He half-smiled, hands on his knees, staring at the floor. "There is a kind of riveting fascination to it. Takes your mind off the real thing. Consider what a toothache does to your attention span."

She shook her head. "I'd rather not, thank you."

"Galen was only trying to screw up my relation with my father," he sighed, "but he managed to screw up my relation with everything. He knew he wouldn't be able to control me directly once he turned me loose on Barrayar, so he had to build in motivations that would last." He added lowly, "It ricocheted back on him. Because in a sense, Galen was my father too. My foster-father. First one I ever had." The Count had been alive to that one. "I was so hungry for identity, when the Komarrans picked me up on Jackson's Whole. I think I must have been like one of those baby birds that imprints on a watering pot or something, because it's the first parent-bird-sized thing it sees."

"You have a surprising talent for information analysis," she remarked. "I noticed it even back at Jackson's Whole."

"Me?" he blinked. "Certainly not!" Not a talent, surely, or he'd be getting better results. But despite all his frustrations, he had felt a kind of contentment, in his little cubicle at ImpSec this past week. The serenity of a monk's cell, combined with the absorbing challenge of that universe of data . . . in an odd way it reminded him of the peaceful times with the virtual learning programs, in his childhood back at the clone-crèche. The times when no one had been hurting him.

"The Countess thinks so too. She wants to see you."

"What, now?"

"She sent me to get you. But I had to get my word in first. Before it got any later, and I lost my chance. Or my nerve."

"All right. Let me pull myself together." He was intensely grateful wine had not been served tonight. He retreated to his bathroom, washed his face in the coldest water, forced down a couple of painkiller tabs, and combed his hair. He slipped one of the back-country-style vests over his dark shirt, and followed Bothari-Jesek into the hall.

She took him to the Countess's own study, which was a serene and austere chamber overlooking the back garden, just off her bedroom. Her and her husband's bedroom. Mark glimpsed the dark interior, down a step and through an archway. The Count's absence seemed an almost palpable thing.
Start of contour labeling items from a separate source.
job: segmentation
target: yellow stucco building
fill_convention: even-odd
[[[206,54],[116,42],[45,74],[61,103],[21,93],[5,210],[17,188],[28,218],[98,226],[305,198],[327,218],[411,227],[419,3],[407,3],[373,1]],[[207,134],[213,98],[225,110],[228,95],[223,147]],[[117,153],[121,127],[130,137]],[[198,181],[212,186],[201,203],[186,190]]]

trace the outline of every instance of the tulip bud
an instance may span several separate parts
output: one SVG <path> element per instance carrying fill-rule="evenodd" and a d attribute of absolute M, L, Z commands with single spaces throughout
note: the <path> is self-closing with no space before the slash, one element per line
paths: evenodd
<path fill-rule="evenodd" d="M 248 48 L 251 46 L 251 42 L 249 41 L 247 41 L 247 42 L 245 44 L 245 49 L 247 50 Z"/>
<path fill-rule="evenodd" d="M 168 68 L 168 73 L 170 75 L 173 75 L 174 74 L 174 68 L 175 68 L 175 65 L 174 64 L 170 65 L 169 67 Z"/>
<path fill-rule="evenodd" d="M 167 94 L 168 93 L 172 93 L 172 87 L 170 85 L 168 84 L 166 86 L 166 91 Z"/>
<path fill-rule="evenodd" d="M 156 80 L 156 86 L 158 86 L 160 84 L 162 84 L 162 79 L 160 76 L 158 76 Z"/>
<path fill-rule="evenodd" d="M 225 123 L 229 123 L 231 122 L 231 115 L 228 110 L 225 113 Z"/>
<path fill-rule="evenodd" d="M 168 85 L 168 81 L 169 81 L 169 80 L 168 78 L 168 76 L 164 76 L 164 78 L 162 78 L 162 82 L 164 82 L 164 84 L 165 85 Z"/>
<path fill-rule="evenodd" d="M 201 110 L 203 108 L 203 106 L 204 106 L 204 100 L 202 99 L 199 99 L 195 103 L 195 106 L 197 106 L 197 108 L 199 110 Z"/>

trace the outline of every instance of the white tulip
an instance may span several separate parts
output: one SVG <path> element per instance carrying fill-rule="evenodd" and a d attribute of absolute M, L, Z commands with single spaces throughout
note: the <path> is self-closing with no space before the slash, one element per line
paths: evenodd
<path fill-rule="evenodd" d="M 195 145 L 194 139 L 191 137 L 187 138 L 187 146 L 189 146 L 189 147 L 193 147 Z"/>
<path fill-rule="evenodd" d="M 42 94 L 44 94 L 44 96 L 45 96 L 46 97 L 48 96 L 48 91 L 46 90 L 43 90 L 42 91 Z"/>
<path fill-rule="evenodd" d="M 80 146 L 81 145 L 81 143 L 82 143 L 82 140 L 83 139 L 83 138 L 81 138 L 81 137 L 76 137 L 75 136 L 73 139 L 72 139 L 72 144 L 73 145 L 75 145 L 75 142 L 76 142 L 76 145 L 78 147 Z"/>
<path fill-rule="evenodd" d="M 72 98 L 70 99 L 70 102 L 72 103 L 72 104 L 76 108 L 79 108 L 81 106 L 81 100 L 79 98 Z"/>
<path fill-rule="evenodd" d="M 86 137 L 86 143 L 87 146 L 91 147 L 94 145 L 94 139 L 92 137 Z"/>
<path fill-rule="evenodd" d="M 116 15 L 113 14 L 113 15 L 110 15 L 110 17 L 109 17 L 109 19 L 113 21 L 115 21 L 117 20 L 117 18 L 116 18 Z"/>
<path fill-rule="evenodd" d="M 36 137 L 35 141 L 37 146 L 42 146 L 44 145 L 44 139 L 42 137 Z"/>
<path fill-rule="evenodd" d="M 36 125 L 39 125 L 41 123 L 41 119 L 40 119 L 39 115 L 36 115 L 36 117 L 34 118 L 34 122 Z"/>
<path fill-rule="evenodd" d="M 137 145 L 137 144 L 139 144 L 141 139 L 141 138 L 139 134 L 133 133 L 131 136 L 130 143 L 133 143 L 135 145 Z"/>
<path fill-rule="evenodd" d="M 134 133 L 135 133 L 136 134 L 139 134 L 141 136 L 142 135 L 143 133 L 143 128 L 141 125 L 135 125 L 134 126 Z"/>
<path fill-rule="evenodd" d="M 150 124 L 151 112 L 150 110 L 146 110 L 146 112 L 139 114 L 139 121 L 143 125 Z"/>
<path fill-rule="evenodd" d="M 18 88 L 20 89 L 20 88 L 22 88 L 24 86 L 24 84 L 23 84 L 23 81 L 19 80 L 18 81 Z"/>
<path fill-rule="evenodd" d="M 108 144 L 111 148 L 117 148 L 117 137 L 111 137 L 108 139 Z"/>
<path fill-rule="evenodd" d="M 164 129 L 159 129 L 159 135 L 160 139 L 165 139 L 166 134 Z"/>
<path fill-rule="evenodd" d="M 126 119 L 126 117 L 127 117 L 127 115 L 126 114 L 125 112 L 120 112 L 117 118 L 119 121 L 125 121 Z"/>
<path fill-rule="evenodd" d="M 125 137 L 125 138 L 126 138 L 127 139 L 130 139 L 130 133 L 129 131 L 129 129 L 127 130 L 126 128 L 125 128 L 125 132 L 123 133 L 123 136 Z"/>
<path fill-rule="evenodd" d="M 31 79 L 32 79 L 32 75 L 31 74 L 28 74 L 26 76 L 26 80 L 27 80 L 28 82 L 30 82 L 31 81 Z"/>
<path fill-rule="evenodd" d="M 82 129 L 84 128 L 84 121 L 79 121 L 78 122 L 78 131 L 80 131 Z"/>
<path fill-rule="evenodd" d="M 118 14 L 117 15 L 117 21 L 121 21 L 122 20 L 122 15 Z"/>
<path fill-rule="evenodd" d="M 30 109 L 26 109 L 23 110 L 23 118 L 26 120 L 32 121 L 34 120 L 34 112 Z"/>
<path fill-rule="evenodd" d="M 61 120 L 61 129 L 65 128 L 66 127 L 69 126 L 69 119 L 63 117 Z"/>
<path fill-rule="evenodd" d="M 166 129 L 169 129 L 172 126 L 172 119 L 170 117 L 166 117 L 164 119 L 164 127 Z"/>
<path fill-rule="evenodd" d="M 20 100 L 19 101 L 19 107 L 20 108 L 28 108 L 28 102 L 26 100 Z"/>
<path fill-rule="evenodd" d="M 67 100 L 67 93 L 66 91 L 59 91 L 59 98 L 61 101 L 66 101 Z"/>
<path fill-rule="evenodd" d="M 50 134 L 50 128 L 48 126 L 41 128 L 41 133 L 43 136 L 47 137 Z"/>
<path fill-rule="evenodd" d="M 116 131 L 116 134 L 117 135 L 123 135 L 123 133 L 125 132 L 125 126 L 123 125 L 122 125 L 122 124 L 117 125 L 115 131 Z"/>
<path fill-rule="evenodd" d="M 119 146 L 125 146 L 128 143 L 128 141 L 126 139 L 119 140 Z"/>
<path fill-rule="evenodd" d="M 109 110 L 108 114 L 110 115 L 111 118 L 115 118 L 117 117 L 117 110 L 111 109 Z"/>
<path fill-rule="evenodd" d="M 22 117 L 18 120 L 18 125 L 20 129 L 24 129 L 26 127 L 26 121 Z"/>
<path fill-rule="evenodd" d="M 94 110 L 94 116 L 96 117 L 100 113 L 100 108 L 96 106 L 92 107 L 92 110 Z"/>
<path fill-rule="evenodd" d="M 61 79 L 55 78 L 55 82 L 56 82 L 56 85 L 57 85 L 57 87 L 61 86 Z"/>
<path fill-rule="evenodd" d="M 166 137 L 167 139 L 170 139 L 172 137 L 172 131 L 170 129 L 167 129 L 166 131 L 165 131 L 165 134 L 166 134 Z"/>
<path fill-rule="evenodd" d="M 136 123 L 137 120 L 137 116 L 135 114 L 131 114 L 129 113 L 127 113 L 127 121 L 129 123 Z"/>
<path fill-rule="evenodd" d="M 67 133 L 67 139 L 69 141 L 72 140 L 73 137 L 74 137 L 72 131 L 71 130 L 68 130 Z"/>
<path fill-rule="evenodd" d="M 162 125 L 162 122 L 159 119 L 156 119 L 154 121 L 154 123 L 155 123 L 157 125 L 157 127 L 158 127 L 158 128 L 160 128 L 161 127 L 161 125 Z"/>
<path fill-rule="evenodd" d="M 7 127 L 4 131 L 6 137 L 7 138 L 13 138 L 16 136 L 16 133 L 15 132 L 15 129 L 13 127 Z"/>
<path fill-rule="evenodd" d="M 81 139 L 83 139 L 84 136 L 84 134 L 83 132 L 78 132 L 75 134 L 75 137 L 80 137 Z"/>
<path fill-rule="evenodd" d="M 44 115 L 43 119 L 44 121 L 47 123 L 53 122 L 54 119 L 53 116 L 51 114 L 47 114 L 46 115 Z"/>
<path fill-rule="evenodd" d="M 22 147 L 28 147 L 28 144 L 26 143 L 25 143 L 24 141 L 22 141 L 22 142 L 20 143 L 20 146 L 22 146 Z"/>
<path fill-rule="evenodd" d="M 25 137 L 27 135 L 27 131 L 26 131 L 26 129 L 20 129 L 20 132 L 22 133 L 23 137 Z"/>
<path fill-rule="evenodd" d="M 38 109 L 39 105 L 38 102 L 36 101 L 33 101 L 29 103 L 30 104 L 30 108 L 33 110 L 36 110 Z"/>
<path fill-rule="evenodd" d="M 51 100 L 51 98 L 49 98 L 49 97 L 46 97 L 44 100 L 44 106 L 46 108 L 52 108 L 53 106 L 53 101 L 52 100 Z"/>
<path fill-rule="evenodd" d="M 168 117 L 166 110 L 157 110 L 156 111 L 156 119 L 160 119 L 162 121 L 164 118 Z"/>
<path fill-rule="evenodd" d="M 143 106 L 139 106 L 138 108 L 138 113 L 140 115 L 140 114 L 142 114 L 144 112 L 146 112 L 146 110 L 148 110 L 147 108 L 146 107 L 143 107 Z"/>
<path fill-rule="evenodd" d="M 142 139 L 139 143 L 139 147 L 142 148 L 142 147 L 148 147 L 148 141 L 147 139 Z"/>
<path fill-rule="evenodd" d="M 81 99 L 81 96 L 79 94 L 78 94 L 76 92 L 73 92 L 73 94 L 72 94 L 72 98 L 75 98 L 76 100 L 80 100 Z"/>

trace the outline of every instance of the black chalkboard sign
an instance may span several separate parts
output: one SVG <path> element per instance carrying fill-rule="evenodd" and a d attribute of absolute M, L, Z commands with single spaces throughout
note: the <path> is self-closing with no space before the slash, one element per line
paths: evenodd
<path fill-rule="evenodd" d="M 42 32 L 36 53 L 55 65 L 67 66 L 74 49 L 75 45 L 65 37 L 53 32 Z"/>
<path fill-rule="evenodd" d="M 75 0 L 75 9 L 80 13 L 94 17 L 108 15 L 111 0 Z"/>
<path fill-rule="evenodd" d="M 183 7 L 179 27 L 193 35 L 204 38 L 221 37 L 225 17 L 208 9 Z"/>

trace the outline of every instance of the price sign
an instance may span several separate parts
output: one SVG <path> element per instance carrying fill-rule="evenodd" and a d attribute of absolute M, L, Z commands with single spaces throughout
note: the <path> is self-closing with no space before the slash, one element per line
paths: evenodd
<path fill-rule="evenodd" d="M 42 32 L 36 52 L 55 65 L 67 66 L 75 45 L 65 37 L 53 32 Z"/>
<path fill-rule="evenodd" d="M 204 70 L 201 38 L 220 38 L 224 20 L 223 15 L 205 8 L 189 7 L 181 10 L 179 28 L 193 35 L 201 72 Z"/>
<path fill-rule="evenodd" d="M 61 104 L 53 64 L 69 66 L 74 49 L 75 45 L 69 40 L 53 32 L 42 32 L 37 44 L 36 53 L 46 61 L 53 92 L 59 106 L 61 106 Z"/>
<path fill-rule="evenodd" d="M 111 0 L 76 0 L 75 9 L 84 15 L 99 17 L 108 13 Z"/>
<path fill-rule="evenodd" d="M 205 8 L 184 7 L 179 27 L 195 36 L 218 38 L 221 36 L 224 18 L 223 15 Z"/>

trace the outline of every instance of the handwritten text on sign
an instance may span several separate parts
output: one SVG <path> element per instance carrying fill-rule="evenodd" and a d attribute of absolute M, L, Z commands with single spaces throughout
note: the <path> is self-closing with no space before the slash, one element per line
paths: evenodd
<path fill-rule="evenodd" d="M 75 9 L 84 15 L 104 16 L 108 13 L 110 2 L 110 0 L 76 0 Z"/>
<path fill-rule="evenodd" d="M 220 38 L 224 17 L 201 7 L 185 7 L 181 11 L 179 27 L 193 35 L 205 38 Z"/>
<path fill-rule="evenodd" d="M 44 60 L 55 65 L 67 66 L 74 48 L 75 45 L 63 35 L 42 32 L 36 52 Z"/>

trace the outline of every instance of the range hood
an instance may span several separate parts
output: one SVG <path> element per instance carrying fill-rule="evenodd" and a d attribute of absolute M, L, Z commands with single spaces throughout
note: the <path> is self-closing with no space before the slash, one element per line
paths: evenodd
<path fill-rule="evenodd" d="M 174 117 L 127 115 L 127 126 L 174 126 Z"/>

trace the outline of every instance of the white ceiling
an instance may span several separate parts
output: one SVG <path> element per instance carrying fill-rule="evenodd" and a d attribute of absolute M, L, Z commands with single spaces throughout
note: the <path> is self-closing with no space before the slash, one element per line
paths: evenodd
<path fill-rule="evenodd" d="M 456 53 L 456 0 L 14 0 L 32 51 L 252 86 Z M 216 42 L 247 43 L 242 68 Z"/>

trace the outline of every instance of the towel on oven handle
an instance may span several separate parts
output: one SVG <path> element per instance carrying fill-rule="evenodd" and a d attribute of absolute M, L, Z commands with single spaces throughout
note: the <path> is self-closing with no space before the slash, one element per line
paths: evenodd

The Countess was at her comconsole, not a secured government model, just a very expensive commercial one. Shell flowers inlaid on black wood framed the vid plate, which was generating the image of a harried-looking man. The Countess was saying sharply, "Well, find out the arrangements, then! Yes, tonight, now. And then get back to me. Thank you." She batted the off-key and swung around to face Mark and Bothari-Jesek.

"Are you checking on a ticket to Jackson's Whole?" he asked tremulously, hoping against hope.

"No."

"Oh." Of course not. How could she let him go? He was a fool. It was useless to suppose—

"I was checking on getting you a ship. If you're going, you'll need a lot more independent mobility than scheduled commercial transport will allow."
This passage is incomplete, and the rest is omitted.